Apparently, death makes for a great dieting technique. It's a great way to instantly shed excess water weight. Ha. Aha. Ha. Ah, yeah, anyways…

"Maybe you should stay until you get your memory back," is the only sort of suggestion that Bebe has to offer. After all, she doesn't have a clue where he lives, either. They're both in the same boat there.

His own reflection catches him, with an oddly childlike interest. So many scars, and no meaning to attach to them. Felix touches them, gingerly - arm, shoulder, the star over his heart. "Those are gunshot wounds," he murmurs, frowning. "I…." He lifts an arm, cranes to look at the saber cut over his hip. He turns back to her. "Will you help me?" His voice is an uneven rasp, and the fear is there again, welling up like dark water, making him tremble. "Why don't I remember?"

God. He's so pitiful. Bebe isn't jaded enough to hide behind any armor cast over her own heart. With one arm hung against her chest, shielding her bare skin from the air and Felix's blue eyes, more out of respect for his modesty instead of hers. Sliding out from under the sheets and slipping back beneath the towel she'd discarded earlier, Bebe again slinks in to the bathroom to reclaim the clothes she'd left neatly folded on the floor between the toilet and the sink. No need to embarrass them both by continuing the parade around naked.
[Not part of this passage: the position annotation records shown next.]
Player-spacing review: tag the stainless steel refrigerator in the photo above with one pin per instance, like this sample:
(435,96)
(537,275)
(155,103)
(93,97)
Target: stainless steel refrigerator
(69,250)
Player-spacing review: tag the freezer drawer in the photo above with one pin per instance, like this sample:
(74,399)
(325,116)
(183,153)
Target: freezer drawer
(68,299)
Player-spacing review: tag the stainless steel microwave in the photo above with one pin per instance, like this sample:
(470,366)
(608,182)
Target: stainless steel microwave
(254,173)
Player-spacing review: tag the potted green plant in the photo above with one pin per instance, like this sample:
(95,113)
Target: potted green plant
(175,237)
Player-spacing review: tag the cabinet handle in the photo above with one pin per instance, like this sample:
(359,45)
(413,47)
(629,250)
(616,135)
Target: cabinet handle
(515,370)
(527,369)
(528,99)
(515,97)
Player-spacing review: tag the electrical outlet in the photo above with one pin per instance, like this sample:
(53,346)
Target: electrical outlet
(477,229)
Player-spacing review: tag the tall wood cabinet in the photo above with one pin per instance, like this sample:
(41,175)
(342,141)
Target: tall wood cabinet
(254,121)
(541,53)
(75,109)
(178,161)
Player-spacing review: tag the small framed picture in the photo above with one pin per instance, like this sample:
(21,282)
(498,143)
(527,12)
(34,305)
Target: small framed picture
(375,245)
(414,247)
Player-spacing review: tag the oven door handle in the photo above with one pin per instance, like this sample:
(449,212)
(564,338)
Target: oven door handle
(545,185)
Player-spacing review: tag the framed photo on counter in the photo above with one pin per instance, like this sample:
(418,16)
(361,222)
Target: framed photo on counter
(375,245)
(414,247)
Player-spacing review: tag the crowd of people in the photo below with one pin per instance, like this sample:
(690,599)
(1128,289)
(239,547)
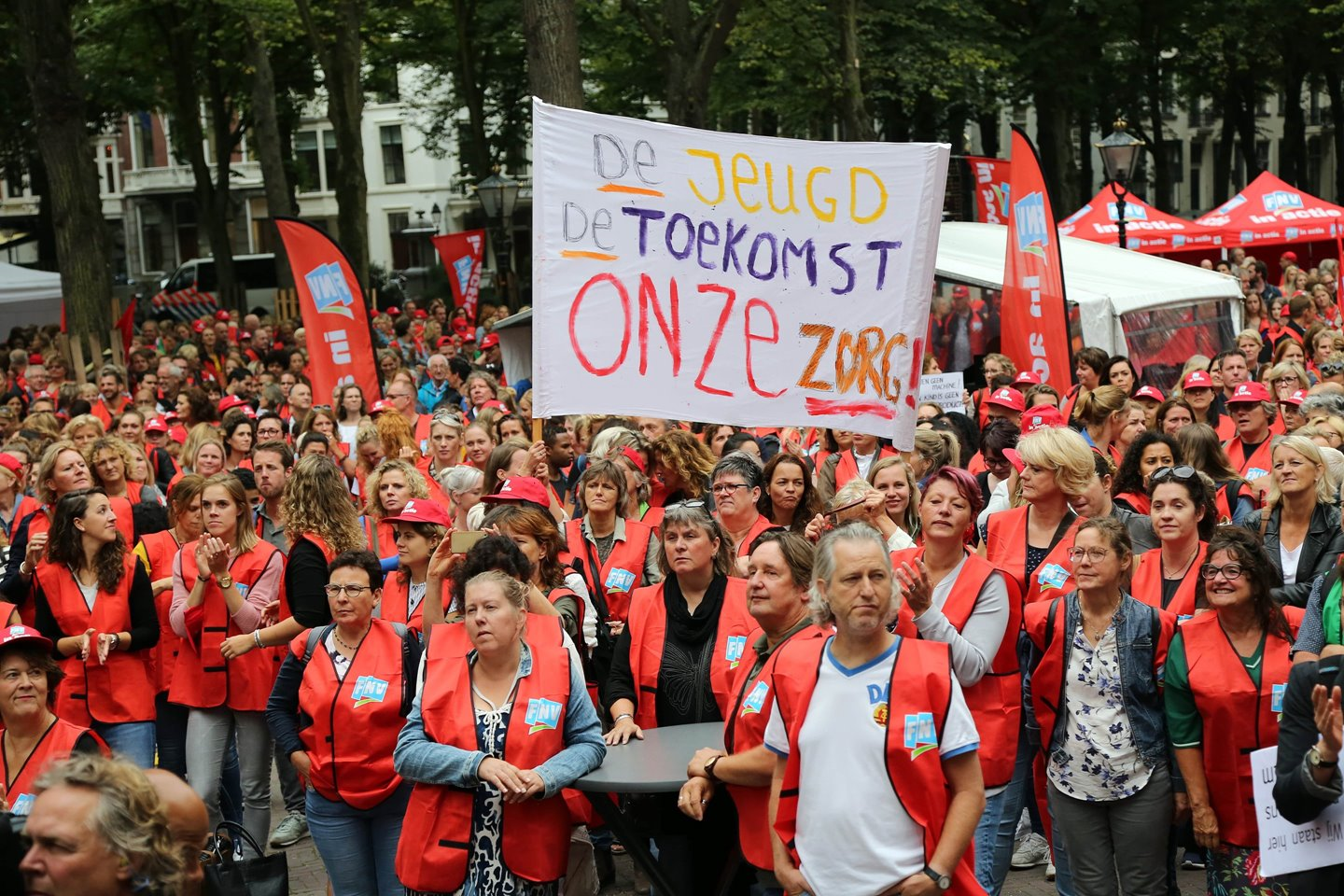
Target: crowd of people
(1048,635)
Bebe's brows relax from their fret and she tries to console him with hollow words, which sound oddly all the more insincerely when delivered from within the echoing depths of the bathroom with the door only left open an inch. "You will. It'll just… take some time. A day. Maybe more…" She doesn't honestly know for sure and Mu-Qian didn't precisely provide a chart to reconcile memory loss in accordance with time served to the Reaper before the Fed entered her care.
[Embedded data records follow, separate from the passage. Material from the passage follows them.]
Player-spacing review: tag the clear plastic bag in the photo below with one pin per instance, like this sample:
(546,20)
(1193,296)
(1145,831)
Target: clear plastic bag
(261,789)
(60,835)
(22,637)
He's hardly in any condition to make much by way of advances, no matter how toothsome the little one roaming around that motel room. She's not his to touch. He tugs on a t-shirt, and a hoodie over that, with no self-consciousness. Nevermind that he'd never be caught dead in one of those, back in his real life. "Thank you," he says, humbly, though he doesn't sound terribly reassured. When she re-emerges, he's sitting on the bed, awkwardly.
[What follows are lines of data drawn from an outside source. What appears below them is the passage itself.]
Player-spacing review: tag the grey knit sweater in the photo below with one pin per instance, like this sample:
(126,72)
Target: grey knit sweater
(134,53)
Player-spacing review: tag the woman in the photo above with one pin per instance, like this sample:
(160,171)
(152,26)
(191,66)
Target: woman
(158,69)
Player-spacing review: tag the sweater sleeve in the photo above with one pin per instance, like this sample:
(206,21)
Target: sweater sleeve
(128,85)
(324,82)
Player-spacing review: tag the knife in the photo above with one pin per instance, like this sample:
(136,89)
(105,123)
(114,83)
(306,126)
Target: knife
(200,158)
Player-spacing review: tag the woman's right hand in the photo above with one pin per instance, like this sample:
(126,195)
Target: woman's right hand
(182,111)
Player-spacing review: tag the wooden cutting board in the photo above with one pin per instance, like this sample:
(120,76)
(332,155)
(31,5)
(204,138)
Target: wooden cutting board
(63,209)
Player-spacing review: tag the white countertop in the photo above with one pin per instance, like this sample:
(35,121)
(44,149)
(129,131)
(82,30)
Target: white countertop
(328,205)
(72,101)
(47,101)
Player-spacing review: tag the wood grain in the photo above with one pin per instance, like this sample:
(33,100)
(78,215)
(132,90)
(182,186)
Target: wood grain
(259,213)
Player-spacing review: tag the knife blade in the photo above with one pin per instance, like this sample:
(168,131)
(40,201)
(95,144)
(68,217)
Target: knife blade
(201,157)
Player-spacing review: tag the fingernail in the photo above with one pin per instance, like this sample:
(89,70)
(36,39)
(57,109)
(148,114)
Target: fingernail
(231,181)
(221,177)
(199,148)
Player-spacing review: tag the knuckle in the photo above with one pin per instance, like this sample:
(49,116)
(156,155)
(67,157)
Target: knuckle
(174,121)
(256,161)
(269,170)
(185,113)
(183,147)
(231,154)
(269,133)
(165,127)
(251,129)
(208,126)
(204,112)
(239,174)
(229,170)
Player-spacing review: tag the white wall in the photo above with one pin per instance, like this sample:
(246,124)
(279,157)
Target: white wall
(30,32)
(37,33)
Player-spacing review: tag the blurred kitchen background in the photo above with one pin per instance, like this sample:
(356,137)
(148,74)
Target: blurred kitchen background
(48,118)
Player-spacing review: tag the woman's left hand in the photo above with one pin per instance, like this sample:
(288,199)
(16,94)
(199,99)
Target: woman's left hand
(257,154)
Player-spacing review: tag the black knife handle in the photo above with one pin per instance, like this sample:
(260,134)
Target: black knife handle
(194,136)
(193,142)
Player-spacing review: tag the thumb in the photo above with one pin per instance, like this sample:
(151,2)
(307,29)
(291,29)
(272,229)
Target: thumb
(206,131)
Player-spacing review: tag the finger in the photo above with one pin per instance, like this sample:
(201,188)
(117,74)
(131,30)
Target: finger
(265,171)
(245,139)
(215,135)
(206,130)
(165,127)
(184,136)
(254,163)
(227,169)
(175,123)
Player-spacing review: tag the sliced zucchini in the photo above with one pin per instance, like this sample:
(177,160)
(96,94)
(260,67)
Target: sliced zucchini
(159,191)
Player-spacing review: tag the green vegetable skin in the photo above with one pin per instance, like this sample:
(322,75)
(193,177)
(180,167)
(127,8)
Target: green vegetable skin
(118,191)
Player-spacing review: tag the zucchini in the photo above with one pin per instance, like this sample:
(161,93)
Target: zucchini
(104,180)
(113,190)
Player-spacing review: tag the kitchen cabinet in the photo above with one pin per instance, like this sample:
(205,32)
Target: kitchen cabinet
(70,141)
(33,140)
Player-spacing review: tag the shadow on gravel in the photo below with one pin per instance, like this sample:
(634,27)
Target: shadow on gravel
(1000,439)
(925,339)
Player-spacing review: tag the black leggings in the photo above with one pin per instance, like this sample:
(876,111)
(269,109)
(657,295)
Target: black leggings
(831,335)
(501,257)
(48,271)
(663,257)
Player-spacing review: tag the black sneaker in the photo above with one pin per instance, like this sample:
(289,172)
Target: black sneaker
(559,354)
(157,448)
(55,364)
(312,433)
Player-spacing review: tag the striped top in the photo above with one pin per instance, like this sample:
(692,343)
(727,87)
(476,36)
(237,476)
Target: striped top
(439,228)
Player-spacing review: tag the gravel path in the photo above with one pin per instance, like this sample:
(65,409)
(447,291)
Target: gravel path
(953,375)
When Bebe finally does find her way out, she looks startlingly mundane and not at all like a card-carrying member of the hooker hostel crowd; a blue ringer t-shirt that proclaims STOP WARS in a silkscreened fashion font purposefully meant to be reminiscent of a certain space opera movie that debuted in the 70's, fashionably faded jeans, and petite bare feet.

"You're welcome," she replies readily before claiming the space about three inches over on his left-hand side. "Look. All I know is… your name is Felix. Ivanov." First name, last name, carefully enunciated. "If you head back over to the mainland, see if you can't find a cop. They should be able to help you find your way home."

Felix Ivanov. He mouths it back to her, as if committing it to memory. "I'll try that," he says, uncertainly, and pushes off the bed, before stooping to lace on his boots. Stained, but cleaned, and still his. "I should go," he says, awkwardly. "Try and ….I don't know."

"…get some sleep?" It's not precisely the most helpful of suggestions but it does seem to be the most sensible one Bebe might be able to make at the moment. Otherwise, she just sort of stands there, shoulders curled up around her ears, both hands tucked awkwardly into front pockets, looking every ounce as lost as Felix does.

One last thought occurs to her before she feels confident enough to just let him walk out of the motel room unescorted. Directions. "You need to go down to Fresh Kills and find yourself a ferryman. Ask around for a man named Jack. Tell him Bebe sent you. If he's not available, make sure you get on a boat that's got other people goin' ashore, too, okay?" The unspoken implication is that bad things happen to men who might be inclined to travel alone. In fact…

"On second thought, I'll just go with you. Let me grab my jacket."